The great charm of "A New Home" and of a "Forest Life" is, that they tell us "just what we want to know" of that wonderful country to which half of us mean to go, while the other half, in resolv

ing to stay at home, think of, and talk of it almost as much as the emigrants themselves. Half an hour with one of these books, is like half an hour's chat with one of those pleasant western cousins or kinsfolk whom we all know, and who sometimes, thanks to the rapidity of locomotive and steam. boats come back to tell us of the cities of refuge which they have found (or founded) in their wanderings.
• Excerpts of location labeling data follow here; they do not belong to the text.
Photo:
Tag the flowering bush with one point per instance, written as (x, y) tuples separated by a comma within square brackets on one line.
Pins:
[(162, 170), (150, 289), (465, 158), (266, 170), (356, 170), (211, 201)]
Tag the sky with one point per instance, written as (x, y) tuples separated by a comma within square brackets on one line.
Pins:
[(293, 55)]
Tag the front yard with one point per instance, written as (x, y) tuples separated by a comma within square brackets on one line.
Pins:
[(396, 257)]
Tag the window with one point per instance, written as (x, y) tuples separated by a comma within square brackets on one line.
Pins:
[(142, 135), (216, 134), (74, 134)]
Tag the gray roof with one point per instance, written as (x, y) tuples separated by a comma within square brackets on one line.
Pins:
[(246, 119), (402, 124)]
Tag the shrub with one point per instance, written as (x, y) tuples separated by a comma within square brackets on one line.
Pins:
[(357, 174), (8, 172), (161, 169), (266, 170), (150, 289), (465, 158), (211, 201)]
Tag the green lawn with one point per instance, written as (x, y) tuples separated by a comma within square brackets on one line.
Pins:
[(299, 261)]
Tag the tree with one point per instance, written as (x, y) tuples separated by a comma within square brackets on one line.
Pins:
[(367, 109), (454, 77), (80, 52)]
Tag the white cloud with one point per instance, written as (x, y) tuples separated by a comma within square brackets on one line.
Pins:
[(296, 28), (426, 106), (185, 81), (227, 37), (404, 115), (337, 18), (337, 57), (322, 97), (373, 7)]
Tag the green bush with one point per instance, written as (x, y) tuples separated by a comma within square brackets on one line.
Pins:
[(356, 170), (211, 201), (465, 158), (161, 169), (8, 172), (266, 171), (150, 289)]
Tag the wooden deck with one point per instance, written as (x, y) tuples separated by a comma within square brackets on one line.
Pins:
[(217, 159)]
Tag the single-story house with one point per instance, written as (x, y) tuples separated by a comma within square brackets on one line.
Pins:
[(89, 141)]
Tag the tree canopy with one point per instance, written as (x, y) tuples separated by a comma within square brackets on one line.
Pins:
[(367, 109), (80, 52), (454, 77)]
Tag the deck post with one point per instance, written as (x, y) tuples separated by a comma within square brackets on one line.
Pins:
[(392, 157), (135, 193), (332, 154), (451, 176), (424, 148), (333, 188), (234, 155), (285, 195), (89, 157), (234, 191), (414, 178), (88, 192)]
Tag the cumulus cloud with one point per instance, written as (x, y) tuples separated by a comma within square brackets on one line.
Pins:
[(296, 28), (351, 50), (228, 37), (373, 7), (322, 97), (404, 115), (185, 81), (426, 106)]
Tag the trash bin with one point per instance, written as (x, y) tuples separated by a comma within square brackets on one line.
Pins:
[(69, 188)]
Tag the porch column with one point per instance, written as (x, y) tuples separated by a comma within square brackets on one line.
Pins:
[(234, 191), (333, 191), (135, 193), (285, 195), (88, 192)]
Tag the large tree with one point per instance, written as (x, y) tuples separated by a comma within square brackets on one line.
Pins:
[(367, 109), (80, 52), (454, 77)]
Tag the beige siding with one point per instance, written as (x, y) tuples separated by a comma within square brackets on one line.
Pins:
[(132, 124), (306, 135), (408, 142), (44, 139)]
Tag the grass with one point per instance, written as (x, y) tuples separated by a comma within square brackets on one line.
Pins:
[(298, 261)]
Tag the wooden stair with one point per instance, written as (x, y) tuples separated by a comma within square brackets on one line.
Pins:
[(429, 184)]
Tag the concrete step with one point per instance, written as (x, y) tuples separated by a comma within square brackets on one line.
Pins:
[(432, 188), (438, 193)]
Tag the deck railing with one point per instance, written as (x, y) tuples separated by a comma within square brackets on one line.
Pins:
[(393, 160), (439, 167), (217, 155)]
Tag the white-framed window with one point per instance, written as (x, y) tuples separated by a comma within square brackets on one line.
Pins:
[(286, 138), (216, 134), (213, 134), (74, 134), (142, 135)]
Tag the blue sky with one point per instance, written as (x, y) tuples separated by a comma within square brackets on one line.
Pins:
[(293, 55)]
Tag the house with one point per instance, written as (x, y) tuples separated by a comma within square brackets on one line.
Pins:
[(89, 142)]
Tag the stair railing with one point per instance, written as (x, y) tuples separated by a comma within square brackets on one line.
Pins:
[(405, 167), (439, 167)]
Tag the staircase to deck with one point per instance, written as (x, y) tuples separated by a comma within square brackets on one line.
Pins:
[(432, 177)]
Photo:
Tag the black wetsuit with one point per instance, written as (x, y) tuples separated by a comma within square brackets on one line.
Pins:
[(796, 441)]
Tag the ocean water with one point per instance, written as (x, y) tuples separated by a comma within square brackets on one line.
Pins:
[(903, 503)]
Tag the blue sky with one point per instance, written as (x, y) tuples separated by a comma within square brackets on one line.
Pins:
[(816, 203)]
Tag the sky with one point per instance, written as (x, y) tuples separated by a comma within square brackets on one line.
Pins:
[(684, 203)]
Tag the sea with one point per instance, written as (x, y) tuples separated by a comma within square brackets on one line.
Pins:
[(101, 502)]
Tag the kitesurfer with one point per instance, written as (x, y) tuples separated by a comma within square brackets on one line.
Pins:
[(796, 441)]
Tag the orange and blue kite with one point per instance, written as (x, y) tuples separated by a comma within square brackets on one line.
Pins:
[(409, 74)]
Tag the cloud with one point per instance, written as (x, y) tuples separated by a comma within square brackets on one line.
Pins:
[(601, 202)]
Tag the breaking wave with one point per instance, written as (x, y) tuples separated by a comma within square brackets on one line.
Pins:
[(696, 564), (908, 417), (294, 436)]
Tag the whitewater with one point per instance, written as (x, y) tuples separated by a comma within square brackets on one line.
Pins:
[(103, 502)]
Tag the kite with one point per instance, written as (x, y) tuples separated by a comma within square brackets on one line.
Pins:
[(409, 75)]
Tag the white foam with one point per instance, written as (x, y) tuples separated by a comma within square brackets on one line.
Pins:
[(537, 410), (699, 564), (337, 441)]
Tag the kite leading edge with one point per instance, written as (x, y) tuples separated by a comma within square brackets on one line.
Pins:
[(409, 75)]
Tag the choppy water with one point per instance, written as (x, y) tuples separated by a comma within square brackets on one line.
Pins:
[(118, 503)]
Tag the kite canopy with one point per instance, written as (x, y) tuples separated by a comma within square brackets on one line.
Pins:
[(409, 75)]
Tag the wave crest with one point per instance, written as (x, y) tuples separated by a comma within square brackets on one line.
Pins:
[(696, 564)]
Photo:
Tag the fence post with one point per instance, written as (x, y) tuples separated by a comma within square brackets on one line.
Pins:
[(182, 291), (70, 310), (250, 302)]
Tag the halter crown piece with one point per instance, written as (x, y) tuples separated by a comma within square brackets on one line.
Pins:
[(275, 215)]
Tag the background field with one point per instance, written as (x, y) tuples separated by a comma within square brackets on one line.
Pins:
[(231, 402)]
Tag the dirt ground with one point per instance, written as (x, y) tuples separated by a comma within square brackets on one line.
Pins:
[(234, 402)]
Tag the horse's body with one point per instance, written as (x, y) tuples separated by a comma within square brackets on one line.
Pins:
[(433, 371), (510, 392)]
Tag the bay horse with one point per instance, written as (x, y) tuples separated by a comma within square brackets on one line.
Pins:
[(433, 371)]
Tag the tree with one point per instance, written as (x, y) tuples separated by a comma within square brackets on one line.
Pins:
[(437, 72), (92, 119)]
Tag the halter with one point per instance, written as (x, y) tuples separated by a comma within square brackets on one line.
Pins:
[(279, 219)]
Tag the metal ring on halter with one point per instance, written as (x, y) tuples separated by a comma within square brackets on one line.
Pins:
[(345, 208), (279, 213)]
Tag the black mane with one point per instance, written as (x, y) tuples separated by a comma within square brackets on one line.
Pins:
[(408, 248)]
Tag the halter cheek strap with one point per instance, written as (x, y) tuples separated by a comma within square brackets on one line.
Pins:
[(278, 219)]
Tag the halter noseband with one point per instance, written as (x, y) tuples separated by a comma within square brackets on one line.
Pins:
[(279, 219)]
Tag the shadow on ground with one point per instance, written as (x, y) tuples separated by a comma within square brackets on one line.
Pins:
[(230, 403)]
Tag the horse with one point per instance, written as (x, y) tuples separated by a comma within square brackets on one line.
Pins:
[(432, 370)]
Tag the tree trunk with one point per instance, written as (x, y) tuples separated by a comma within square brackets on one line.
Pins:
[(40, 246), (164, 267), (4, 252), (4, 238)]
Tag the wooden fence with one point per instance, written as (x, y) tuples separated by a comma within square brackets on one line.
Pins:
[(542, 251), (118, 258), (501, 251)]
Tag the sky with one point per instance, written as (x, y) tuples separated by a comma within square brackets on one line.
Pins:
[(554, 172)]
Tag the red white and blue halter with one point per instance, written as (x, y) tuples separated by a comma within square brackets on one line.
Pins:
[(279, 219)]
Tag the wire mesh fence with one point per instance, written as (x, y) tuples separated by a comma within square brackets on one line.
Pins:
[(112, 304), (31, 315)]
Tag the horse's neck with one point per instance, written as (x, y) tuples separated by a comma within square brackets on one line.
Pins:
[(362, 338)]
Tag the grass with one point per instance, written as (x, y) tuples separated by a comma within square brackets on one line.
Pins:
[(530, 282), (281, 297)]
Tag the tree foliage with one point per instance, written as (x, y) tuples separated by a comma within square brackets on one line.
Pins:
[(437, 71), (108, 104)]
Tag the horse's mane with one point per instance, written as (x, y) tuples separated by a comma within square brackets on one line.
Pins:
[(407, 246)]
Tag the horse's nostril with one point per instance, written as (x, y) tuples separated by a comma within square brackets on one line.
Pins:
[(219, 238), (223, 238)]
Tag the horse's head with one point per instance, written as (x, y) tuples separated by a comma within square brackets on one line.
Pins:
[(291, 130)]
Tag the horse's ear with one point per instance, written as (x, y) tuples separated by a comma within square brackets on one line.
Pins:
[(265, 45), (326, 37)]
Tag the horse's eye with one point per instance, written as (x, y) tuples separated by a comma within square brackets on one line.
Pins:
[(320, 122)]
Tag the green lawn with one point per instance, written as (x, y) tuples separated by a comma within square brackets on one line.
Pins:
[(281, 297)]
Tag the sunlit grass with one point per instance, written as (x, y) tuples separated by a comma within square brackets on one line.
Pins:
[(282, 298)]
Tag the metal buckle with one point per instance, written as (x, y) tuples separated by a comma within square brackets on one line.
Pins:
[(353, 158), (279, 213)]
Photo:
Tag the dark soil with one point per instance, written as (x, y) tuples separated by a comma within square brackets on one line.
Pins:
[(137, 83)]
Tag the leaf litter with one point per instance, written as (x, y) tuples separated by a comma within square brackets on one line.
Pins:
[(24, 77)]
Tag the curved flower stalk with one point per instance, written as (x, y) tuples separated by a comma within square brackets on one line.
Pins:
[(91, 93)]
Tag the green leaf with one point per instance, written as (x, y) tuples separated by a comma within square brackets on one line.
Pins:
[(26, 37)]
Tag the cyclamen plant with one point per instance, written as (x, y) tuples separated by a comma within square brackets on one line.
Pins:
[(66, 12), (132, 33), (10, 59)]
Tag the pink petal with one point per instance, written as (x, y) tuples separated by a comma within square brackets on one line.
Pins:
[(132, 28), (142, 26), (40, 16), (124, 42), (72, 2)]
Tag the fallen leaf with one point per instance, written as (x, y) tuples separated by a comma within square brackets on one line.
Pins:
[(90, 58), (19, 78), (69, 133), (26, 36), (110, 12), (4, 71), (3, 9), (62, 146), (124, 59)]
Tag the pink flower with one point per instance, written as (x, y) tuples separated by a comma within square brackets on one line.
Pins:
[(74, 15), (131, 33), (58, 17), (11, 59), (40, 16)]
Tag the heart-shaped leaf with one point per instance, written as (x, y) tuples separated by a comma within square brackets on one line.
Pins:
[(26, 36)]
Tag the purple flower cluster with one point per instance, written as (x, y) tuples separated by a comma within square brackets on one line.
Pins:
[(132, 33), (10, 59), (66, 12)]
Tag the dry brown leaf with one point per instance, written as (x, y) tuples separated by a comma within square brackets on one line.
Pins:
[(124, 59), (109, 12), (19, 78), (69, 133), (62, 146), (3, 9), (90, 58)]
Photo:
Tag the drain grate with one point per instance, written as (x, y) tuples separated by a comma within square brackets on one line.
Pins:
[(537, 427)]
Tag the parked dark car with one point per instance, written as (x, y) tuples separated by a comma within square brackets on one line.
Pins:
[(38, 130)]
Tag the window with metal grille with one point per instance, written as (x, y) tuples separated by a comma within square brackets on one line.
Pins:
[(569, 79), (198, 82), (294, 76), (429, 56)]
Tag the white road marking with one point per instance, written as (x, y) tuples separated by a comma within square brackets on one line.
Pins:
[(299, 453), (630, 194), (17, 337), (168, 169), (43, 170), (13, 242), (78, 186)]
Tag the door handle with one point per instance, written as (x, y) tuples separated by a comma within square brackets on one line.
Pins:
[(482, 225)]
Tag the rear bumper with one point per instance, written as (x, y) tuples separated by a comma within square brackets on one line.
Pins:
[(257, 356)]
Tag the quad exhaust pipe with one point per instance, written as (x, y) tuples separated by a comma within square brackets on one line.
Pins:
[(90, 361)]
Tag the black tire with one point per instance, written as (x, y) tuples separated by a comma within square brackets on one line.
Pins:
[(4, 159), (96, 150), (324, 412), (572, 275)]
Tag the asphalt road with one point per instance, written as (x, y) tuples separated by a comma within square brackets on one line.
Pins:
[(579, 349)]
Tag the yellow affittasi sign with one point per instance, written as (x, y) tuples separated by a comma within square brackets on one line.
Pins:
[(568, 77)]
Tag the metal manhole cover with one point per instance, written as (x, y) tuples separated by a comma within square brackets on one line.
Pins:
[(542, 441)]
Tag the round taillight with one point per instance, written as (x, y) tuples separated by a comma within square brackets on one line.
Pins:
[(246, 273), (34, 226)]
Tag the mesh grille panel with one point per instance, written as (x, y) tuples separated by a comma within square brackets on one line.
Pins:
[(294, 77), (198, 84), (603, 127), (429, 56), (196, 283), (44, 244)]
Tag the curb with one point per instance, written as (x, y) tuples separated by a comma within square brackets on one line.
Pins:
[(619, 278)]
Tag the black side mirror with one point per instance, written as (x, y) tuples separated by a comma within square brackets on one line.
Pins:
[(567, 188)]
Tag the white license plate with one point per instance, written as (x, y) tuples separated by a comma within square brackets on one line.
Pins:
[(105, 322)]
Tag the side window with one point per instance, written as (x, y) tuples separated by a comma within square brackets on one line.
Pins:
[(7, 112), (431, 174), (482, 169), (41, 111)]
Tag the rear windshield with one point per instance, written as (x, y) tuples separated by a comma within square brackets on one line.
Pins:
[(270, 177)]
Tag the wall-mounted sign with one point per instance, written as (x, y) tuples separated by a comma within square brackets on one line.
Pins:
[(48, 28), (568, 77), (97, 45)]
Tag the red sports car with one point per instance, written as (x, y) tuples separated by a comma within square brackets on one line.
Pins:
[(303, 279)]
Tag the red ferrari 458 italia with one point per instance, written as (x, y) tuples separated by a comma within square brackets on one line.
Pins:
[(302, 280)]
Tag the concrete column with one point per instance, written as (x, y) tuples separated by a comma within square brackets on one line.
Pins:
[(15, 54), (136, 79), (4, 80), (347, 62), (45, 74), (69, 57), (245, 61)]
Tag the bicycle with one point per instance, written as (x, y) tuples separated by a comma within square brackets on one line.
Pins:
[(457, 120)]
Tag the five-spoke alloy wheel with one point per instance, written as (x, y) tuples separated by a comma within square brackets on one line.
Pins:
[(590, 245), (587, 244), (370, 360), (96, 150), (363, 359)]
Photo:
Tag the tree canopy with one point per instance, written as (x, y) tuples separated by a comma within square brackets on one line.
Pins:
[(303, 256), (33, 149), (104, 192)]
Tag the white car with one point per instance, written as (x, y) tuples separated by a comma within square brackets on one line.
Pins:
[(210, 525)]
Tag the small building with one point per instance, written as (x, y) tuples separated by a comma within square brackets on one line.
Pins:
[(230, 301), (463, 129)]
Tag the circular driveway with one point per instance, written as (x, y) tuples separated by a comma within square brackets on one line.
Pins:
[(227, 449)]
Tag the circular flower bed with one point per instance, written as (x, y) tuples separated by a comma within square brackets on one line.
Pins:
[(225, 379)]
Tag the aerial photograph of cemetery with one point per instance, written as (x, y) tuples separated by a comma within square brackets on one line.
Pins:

We welcome happily the announcement that though "Forest Life" is a continuation, it is not a sequel to "A New Home." May it be long, very long, before the sequel shall come which shall put an end to the hope of many more such continuations.

THE GREAT WESTERN MAGAZINE. Chiefly devoted to American Literature, Science, Art, Commerce, &c. Edited by Isaac Clarke Pray. London: Simpkin, Marshall & Co. Nos. 1, 2, and 3 for April, May, and June, 1842.

MR. I. C. PRAY is a gentleman whose publications have been well known in Boston and in New York, in which cities he has formerly resided. In establishing in London the "Great Western Magazine," he proposes to give to American interests and feelings an organ by which they may be heard in the Great Metropolis, where stupid and blind prejudice have so often thwarted and misrepresented them. A considerable part of the magazine is therefore devoted to the discussion of such topics of American politics as have any interest on the other side of the ocean; another portion is devoted to the criticism of American books, and a third, the greater part of the whole work- to selections from the American periodicals, and to such miscellaneous literary matter from various sources as might come within the scope of any magazine. Besides these branches, some space is devoted to the fine arts, literature, and the drama in London.

The plan is a comprehensive one, and if it is well carried out, the work will become one of interest and value, both to foreigners who desire to be well versed in the state of American affairs, and amused by American literature, and to the class of American residents or visitors abroad, which is constantly increasing.

LONDON FASHIONS.

LADIES RIDING DRESS of dark purple or green merino or Queen's cloth-tight sleeves with a slashed shoulder, cuff trimmed with fringe-buttons and tassels-chemisette high en cavalier with stock and collar-low crowned and broad brimmed beaver hat with ostrich feathers.

LADIES FULL DRESS, of thin India muslin over a pink, blue, or lemon colored silk, trimmed on each side with a double row of rich lace, and joined

in front with rosettes of the same color as the under dress-sleeves tight with a lace cuff turned over-Cap of net trimmed with a rich thread lace, the lappets falling far down upon the neck, bows of ribbon or flowers forming a contrast to the color of the dress-Scarf of black net.

GENTLEMAN'S EVENING DRESS. Our plate, we believe, is so clear as to need no explanation.